Controversy erupted when Sludden decided to allow a clearly illegal Joe Sheridan goal deep into injury-time that gave Meath a two point-lead over rivals Louth.
With no more additional time left for a response, Louth were denied a first Leinster title in 53 years and their supporters were incensed by the decision.
TV cameras following Sludden off the field captured the harassment he faced as he made his way for the tunnel beneath where the Cusack and Davin Stands meet.
The deadline for the application of summons on foot of the DPP recommendation is today, six months on from the date of ill-fated Leinster final.
The GAA have conducted their own investigation into the incidents but have been waiting for the Garda investigation to be completed.

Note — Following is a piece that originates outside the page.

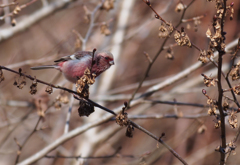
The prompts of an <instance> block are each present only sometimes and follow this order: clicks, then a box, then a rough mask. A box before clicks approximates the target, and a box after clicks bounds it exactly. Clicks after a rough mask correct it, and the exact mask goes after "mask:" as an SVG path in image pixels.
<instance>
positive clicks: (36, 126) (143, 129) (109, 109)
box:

Sludden was due to return to inter county refereeing on Sunday last when he was down to take charge of the Armagh/Antrim McKenna Cup match that was postponed due to the adverse weather.
The Tyrone official has returned to club action in his county and across Ulster since the Leinster final and was a linesman for Joe McQuillan for the Ulster club final between Crossmaglen Rangers and Naomh Conail in December.

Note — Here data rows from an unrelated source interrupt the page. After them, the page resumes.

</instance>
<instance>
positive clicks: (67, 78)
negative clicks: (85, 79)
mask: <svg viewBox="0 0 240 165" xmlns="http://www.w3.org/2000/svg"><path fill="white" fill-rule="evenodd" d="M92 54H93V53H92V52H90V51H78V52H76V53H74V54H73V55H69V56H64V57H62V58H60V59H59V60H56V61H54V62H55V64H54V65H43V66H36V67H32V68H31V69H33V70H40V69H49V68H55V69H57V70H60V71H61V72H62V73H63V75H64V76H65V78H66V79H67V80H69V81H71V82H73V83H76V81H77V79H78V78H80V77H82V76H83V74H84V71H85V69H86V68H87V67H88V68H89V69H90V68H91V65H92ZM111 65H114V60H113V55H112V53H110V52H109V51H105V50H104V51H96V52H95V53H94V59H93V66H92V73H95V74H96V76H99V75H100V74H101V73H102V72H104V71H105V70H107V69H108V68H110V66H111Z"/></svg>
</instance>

Meanwhile, the Central Competitions Control Committee, under the chairmanship of Ulster’s Seamus Woods, is currently completing its own enquiries into at least four major disciplinary issues.
Sources within Derry and Armagh have revealed that three players from the two counties — Eoin Bradley and Enda Muldoon (both Derry) and Robbie Tasker (Armagh) — are understood to be among those who have come to the attention of the committee for disciplinary reasons.
Contrary to reports, though, the CCCC, one of the most powerful constituent bodies within the GAA, was not ‘invited to re-visit’ these matters but is exercising its
powers under Rule 3.51 (e) from the Official Guide.
This states: “The Central Competitions Control Committee shall have the authority to direct committees within counties and provinces to enforce the penalties prescribed in rules relating to disciplinary matters arising from games.”
Bradley was initially automatically banned for 48 weeks after having been reported for striking the referee at the end of Glenullin’s championship match against Ballinderry last year.
However, this period was subsequently reduced to 24 weeks by the Derry Hearings Committee.
Muldoon, meantime, had the red card which he received for striking while playing for Ballinderry against Lavey in the Derry championship rescinded.
Tasker was shown a red card while playing for his club, St Patrick’s, Cullyhanna against Crossmaglen in a drawn Armagh championship semi-final but had his card rescinded — apparently on the premise of mistaken identity on the part of referee Jimmy McKee. He was accordingly freed up to participate in the replay which his side lost.
Now the CCCC has assimilated more detailed information on all three red cards and this will be discussed at a meeting which is due to be held shortly.